I made search engines understand emojis (and it's weirdly useful)

Published: 4 days ago (December 10, 2025 at 07:28 PM EST)

2 min read

Source: Dev.to

Source: Dev.to

Demo URLs

Key emoji → get actual keys:
Bike emoji → get bicycles and accessories:
Printer + paper → get printer supplies:
Cute domestic pet earrings (jewelry store) → finds cat and dog earrings even though product titles are in a different language:
Measure 🔥 (technical documentation) → recommends a device for measuring temperature/fire:

Pipeline

Crawl website → extract text with Trafilatura.
Generate embeddings: 1024‑dimensional vectors via BGE‑M3 (BAAI).
Store in Solr with both raw text and vectors.
Query time: run lexical search + KNN vector search and combine scores (hybrid approach).

Why Emojis Work

BGE‑M3 was trained on multilingual + multimodal data, learning that an emoji (e.g., 🔑) is semantically close to its textual equivalents in many languages (“key”, “Schlüssel”, “cheie”, etc.).
Consequently, searching with 🚲 returns results for “bicycle”, “bike”, “Fahrrad”, “bicicletă”, etc., without any explicit translation layer.

Embeddings & Infrastructure

Component	Details
Embedding model	BGE‑M3 (BAAI), 1024 dimensions
Inference hardware	RTX 4000 Ada, ~2–5 ms per query
Search engine	Solr 9.6 with dense vector support
Crawling stack	Custom PHP + Python (Playwright for JS‑heavy sites, Trafilatura for extraction)
Extra features	VADER (sentiment), langid (language detection), custom price extraction
Query latency	~40–50 ms total (including embedding generation)

Hybrid vs.
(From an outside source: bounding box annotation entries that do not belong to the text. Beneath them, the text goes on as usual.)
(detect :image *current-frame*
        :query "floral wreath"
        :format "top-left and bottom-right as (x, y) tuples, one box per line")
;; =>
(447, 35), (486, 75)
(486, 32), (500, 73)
Pure Vector Search

Pure vector search can surface semantically similar items but may rank exact matches lower, mishandle product codes/SKUs, and conflict with user expectations (e.g., “nike shoes” should prioritize Nike products).
Hybrid approach: lexical component guarantees exact matches; vector component handles “I don’t know the exact word but I know what I want” queries.

Solr Query Example

# Vector part
vectorQuery = {!knn f=embeddings topK=250}[-0.032, 0.009, -0.049, ...]

# Lexical part
lexicalQuery = {!edismax qf="title^550 description^450 uri^1 text^0.1"
                         pf="title^1100 description^900" ...}

# Combined score
q = {!func}sum(
      product(1, query($vectorQuery)),
      product(1, div(query($lexicalQuery), sum(query($lexicalQuery), 6)))
    )

The Solr debug view (bottom‑right button) shows the actual vector query functions.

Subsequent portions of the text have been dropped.